Bombacha - é uma peça de roupa, calças típicas abotoadas no tornozelo, usada pelos gaúchos. O nome foi adotado do termo espanhol "bombacho", que significa "calças largas". Pode ser feita de brim, linho, tergal, algodão ou tecidos mesclados; de padrão liso, listrado ou xadrez discreto.
Canastra - mala de couro grande para viagens.
Canhadão – Vale, baixadas grandes, extensas, entre coxilhas e serras.

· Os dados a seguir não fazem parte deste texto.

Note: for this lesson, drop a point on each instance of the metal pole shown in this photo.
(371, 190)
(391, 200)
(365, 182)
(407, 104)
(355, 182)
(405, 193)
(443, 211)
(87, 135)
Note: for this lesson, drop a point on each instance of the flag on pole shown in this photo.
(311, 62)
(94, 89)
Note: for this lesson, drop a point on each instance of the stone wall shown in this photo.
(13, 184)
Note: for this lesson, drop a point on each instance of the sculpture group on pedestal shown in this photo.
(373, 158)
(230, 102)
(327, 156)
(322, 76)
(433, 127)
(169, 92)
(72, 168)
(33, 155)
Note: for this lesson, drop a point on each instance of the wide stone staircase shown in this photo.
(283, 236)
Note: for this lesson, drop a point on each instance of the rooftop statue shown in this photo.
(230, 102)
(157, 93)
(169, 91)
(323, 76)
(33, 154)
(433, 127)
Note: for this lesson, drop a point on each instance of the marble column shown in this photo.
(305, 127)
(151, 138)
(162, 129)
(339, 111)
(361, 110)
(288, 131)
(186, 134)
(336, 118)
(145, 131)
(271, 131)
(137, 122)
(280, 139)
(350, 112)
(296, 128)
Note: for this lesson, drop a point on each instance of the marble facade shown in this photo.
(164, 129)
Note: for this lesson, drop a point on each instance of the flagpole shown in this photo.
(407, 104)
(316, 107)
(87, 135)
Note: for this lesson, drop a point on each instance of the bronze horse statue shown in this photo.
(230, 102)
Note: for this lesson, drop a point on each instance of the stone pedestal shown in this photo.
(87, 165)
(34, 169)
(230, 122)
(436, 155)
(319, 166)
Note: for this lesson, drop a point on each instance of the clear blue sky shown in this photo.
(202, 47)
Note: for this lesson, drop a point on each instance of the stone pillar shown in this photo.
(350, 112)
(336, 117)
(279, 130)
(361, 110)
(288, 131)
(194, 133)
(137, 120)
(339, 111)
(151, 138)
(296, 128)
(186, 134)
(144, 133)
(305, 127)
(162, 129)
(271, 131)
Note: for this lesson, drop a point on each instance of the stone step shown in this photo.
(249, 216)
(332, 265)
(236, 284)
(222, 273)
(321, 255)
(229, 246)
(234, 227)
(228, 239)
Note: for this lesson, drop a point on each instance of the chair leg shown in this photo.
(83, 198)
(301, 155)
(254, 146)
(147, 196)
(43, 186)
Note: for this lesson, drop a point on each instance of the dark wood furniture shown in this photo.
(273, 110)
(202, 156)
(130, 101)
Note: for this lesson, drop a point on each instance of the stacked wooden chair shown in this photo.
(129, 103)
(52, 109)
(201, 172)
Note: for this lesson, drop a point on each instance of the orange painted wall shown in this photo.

Carreiras – Corridas de cavalos.
Coxilhas – Grandes extensões onduladas de campinas cobertas de pastagens.
Entono - orgulho.
Gavionando – Procurando.
Ginete – bom cavaleiro, domador.
Guaiaca – Cinto largo de couro, que serve para porte de arma e para guardar dinheiro.
Guapo – Forte, vigoroso, valente, bravo.
Melena – Cabelo comprido.
Pealo – Ato de arremessar o laço e por meio dele prender as patas do animal e derrubá-lo.
Pilchado – Trajado com vestimenta típica de Gaúcho.
Prendas - mulheres.
Querência – lugar onde nasceu, se criou, ou se acostumou a viver.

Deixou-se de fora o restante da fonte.